Table of Contents

webgpufundamentals.org

Fix, Fork, Contribute

WebGPU Compute Shader Basics

This article continues from the article on fundamentals. We’re going to start with some basic of compute shaders and then hopefully move on to examples of solving real world problems.

In the previous article we made an extremely simple compute shader that doubled numbers in place.

Here’s the shader

@group(0) @binding(0) var<storage, read_write> data: array<f32>;

@compute @workgroup_size(1) fn computeSomething(
  @builtin(global_invocation_id) id: vec3<u32>
) {
  let i = id.x;
  data[i] = data[i] * 2.0;
}

We then effectively ran the compute shader like this

  ...
  pass.dispatchWorkgroups(count);

We need to go over the definition of workgroup.

You can think of a workgroup as small collection of threads. Each thread runs in parallel. You define the size of workgroup statically in WGSL. Workgroup sizes are defined in 3 dimensions but default to 1 so our @workgroup_size(1) is equivalent to @workgroup_size(1, 1, 1).

If we define a workgroup as say @workgroup_size(3, 4, 2) then we’re defining 3 * 4 * 2 threads or another way put it, we’re defining a 24 thread workgroup.

local_invocation_id of threads in a workgroup

If we then call pass.dispatchWorkgroups(4, 3, 2) we’re saying, execute a workgroup of 24 threads, 4 * 3 * 2 times (24) for a total of 576 threads.

workgroup_id of dispatched workgroups

Inside each “invocation” of our compute shader the following builtin variables are available.

  • local_invocation_id: The id of this thread within a workgroup

    See the diagram above.

  • workgroup_id: The id of the workgroup.

    Every thread within a workgroup will have the same workgroup id. See the diagram above.
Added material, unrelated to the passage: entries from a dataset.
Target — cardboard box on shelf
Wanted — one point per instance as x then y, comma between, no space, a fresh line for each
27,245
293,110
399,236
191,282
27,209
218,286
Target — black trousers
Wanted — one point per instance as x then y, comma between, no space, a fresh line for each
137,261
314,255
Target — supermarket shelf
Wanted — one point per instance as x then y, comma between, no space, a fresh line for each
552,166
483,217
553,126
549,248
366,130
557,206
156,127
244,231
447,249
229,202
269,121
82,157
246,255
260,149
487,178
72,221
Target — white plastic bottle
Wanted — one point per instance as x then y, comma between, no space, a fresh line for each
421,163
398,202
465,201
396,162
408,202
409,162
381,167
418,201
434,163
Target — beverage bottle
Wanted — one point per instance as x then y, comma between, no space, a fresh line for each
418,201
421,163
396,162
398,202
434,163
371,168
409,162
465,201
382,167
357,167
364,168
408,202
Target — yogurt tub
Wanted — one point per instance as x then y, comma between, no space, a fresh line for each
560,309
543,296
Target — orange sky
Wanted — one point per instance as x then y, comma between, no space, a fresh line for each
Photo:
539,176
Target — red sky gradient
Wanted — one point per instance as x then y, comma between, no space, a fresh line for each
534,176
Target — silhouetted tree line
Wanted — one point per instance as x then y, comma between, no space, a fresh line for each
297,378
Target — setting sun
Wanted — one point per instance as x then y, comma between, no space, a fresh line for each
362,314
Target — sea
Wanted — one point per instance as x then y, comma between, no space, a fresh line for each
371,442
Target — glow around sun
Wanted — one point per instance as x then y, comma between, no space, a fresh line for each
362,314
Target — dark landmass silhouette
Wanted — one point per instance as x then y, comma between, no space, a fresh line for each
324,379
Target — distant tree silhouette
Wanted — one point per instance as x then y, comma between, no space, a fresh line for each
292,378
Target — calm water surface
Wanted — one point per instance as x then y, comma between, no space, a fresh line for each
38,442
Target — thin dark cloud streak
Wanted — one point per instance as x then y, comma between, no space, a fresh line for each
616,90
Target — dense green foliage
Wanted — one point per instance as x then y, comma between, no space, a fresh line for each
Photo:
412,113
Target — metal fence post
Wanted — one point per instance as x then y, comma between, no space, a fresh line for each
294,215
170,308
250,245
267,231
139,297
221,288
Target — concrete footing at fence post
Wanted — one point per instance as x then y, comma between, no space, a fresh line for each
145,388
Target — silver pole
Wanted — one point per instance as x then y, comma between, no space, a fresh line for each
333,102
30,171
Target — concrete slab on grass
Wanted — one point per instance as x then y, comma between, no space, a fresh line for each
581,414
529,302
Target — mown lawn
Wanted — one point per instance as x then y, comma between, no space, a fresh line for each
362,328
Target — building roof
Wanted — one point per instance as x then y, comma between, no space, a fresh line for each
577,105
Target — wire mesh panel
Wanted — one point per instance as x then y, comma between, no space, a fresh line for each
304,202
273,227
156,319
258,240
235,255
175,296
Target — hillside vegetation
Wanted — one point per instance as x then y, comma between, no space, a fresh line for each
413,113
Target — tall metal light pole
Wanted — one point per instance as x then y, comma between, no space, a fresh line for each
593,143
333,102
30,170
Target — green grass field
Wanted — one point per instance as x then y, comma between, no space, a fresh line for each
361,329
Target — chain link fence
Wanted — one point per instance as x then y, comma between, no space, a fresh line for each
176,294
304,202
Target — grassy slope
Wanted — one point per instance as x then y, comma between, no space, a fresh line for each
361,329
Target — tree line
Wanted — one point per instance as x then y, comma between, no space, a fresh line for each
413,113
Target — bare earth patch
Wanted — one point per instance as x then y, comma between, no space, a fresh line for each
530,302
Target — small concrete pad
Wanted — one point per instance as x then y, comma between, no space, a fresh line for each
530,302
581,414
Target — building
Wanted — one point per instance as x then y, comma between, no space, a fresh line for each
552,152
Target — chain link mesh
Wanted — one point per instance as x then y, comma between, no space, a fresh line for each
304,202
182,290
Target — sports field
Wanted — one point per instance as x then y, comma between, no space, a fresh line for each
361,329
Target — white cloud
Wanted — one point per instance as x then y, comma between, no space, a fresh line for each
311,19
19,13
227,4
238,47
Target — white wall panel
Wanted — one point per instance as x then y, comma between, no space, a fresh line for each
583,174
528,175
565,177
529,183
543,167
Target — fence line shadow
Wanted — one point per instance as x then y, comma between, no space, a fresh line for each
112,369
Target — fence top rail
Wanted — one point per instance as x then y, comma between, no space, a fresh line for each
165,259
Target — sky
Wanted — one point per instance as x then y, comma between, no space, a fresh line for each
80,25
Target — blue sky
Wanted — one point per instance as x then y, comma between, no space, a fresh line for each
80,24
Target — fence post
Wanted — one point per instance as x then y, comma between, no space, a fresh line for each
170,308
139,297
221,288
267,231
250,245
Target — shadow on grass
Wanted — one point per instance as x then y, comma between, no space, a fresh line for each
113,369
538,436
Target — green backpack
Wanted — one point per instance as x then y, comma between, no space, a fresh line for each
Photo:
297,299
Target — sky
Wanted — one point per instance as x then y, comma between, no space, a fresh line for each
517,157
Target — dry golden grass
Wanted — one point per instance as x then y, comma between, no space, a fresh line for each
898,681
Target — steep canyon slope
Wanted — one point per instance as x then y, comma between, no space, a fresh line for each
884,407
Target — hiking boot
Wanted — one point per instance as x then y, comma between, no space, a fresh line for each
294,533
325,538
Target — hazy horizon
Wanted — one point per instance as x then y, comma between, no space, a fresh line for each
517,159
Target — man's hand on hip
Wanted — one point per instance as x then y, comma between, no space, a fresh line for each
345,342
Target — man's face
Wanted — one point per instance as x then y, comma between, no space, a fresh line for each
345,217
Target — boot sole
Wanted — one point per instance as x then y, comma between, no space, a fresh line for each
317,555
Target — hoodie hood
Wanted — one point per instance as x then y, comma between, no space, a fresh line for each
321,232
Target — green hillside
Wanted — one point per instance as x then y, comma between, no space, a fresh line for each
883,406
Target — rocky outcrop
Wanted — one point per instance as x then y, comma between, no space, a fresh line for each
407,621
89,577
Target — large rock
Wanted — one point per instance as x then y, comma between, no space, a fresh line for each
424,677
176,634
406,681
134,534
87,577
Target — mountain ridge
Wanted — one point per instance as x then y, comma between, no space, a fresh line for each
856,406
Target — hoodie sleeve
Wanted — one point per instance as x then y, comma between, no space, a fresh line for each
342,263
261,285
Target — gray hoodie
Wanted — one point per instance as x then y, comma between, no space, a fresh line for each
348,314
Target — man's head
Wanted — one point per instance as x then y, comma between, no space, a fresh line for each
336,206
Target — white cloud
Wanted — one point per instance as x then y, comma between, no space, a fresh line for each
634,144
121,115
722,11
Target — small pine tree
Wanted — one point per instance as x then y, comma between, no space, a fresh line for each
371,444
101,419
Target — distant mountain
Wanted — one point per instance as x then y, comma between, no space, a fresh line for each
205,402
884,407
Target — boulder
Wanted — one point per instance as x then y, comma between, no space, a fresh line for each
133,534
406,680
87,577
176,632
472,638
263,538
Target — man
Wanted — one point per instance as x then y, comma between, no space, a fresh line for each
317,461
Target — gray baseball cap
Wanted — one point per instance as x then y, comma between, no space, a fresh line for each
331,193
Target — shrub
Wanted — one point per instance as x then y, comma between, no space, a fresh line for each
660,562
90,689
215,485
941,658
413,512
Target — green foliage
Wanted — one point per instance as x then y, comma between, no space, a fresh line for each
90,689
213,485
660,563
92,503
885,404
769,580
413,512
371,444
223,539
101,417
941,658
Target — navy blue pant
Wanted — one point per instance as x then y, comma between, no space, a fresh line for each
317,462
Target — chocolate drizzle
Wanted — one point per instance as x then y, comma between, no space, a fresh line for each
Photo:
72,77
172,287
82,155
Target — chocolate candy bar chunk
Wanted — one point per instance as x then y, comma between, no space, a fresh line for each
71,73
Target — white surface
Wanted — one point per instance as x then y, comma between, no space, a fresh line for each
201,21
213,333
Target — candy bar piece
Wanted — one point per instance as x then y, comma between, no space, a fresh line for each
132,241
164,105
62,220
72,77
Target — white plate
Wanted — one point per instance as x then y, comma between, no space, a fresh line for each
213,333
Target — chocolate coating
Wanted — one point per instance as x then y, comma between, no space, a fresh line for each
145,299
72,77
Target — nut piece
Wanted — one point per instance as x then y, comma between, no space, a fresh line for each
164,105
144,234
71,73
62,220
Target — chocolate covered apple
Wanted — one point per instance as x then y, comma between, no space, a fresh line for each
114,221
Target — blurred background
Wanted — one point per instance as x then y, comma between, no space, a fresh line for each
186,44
  • global_invocation_id: A unique id for each thread

    You can think of this as

    global_invocation_id = workgroup_id * workgroup_size + local_invocation_id
    
  • num_workgroups: What you passed to pass.dispatchWorkgroups

  • local_invocation_index: The id of this thread linearized

    You can think of this as

    rowSize = workgroup_size.x
    sliceSize = rowWidth * workgroup_size.y
    local_invocation_index =
          local_invocation_id.x +
          local_invocation_id.y * rowSize +
          local_invocation_id.z * sliceSize
    

Let’s make a sample to use these values. We’ll just write the values from each invocation to buffers and then print out the values

Here’s the shader

const dispatchCount = [4, 3, 2];
const workgroupSize = [2, 3, 4];

// multiply all elements of an array
const arrayProd = arr => arr.reduce((a, b) => a * b);

const numThreadsPerWorkgroup = arrayProd(workgroupSize);

const code = `
// NOTE!: vec3u is padded to by 4 bytes
@group(0) @binding(0) var<storage, read_write> workgroupResult: array<vec3u>;
@group(0) @binding(1) var<storage, read_write> localResult: array<vec3u>;
@group(0) @binding(2) var<storage, read_write> globalResult: array<vec3u>;

@compute @workgroup_size(${workgroupSize}) fn computeSomething(
    @builtin(workgroup_id) workgroup_id : vec3<u32>,
    @builtin(local_invocation_id) local_invocation_id : vec3<u32>,
    @builtin(global_invocation_id) global_invocation_id : vec3<u32>,
    @builtin(local_invocation_index) local_invocation_index: u32,
    @builtin(num_workgroups) num_workgroups: vec3<u32>
) {
  // workgroup_index is similar to local_invocation_index except for
  // workgroups, not threads inside a workgroup.
  // It is not a builtin so we compute it ourselves.

  let workgroup_index =  
     workgroup_id.x +
     workgroup_id.y * num_workgroups.x +
     workgroup_id.z * num_workgroups.x * num_workgroups.y;

  // global_invocation_index is like local_invocation_index
  // except linear across all invocations across all dispatched
  // workgroups. It is not a builtin so we compute it ourselves.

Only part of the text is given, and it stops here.